In the instant case, on the other hand, Harrod is alleged to have worked under the direction of the hospital's board of directors. The board appointed Harrod and it was Harrod who was acting on behalf of the board as chairman of the obstetrics and gynecology department. Harrod's activities were, therefore, allegedly within the control of the board. That being the case, we are unable to agree with the trial court that Harrod's status can be determined as a matter of law. III
However, even if Harrod could be found to be an agent of the hospital, it does not necessarily follow that the hospital, as a principal, is equitably estopped from raising the statute of limitations defense.
Barbour claims that the trial court erred in ruling that the hospital is free to rely on the statute of limitations defense as a means to bar Barbour's complaint. Barbour asserts that it was Harrod's conspiracy which caused her to believe that her fallopian tubes were undamaged and that she filed her lawsuit immediately upon learning her true physical status. The hospital responds to Barbour's argument by contending that the hospital had no notice of and did not participate in Harrod's activities and that, as a result, the hospital cannot be barred from raising the statute of limitations defense.
Section 13 -- 215 of the Illinois Code of Civil Procedure provides:
"If a person liable to an action fraudulently conceals the cause of action from the knowledge of the person entitled thereto, the action may be commenced at any time within 5 years after the person entitled to bring the same discovers that he or she has such cause of action, and not afterwards." Ill.

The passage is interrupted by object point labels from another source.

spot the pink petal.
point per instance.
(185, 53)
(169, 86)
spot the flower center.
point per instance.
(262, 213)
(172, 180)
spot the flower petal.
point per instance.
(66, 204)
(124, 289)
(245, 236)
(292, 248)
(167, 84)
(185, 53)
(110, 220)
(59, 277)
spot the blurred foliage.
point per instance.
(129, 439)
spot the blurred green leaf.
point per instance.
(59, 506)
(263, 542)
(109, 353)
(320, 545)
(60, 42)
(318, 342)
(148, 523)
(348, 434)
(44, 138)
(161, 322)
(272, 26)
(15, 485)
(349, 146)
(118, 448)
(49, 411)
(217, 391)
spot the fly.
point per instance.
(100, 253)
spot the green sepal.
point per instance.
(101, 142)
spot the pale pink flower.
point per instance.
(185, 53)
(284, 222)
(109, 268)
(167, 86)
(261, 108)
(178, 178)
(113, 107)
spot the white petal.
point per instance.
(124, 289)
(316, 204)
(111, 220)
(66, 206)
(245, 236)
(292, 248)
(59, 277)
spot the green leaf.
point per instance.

Rev. Stat. 1983, ch. 110, par. 13-215.
Under Illinois law, a principal is not estopped from raising the statute of limitations as a defense unless the principal knew, or participated in, the concealment alleged to have been committed by the agent. Wood v. Williams (1892), 142 Ill. 269, 280-81, 31 N.E.2d 681; Chicago Park District v. Kenroy, Inc. (1980), 78 Ill. 2d 555, 563, 402 N.E.2d 181.

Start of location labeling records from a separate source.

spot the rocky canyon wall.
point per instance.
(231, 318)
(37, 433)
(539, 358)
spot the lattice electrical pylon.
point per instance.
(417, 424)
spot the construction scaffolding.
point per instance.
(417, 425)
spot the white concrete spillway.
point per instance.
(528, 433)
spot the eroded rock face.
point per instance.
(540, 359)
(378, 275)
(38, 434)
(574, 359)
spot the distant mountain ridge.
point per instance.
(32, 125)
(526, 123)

In the present case, Barbour has failed to allege that any individual beyond Harrod and August (and several other physicians who are in no way related to the hospital) knew or participated in the alleged conspiracy. Barbour does not allege that the hospital's board of directors knew of the alleged conspiracy nor does Barbour claim that any other department chief was aware of the alleged conspiracy. Instead, Barbour attempts to hold the hospital, as principal, liable for an agent's alleged concealment of a cause of action. However, Illinois courts, including the supreme court, have refused to expand the doctrine of equitable estoppel set forth in section 13 -- 215 to include an unknowing principal. (See Wood v. Williams (1892), 142 Ill. 269, 31 N.E.2d 681; Chicago Park District v. Kenroy, Inc. (1980), 78 Ill. 2d 555, 402 N.E.2d 181.) We must therefore agree with the trial court that the hospital is not estopped from raising the statute of limitations as a defense and that Barbour's claim against the hospital is time barred.
Accordingly, for the reasons set forth above, the ruling of the circuit court of Cook County dismissing counts VI, VII, IX, and X of Barbour's fifth amended complaint is affirmed.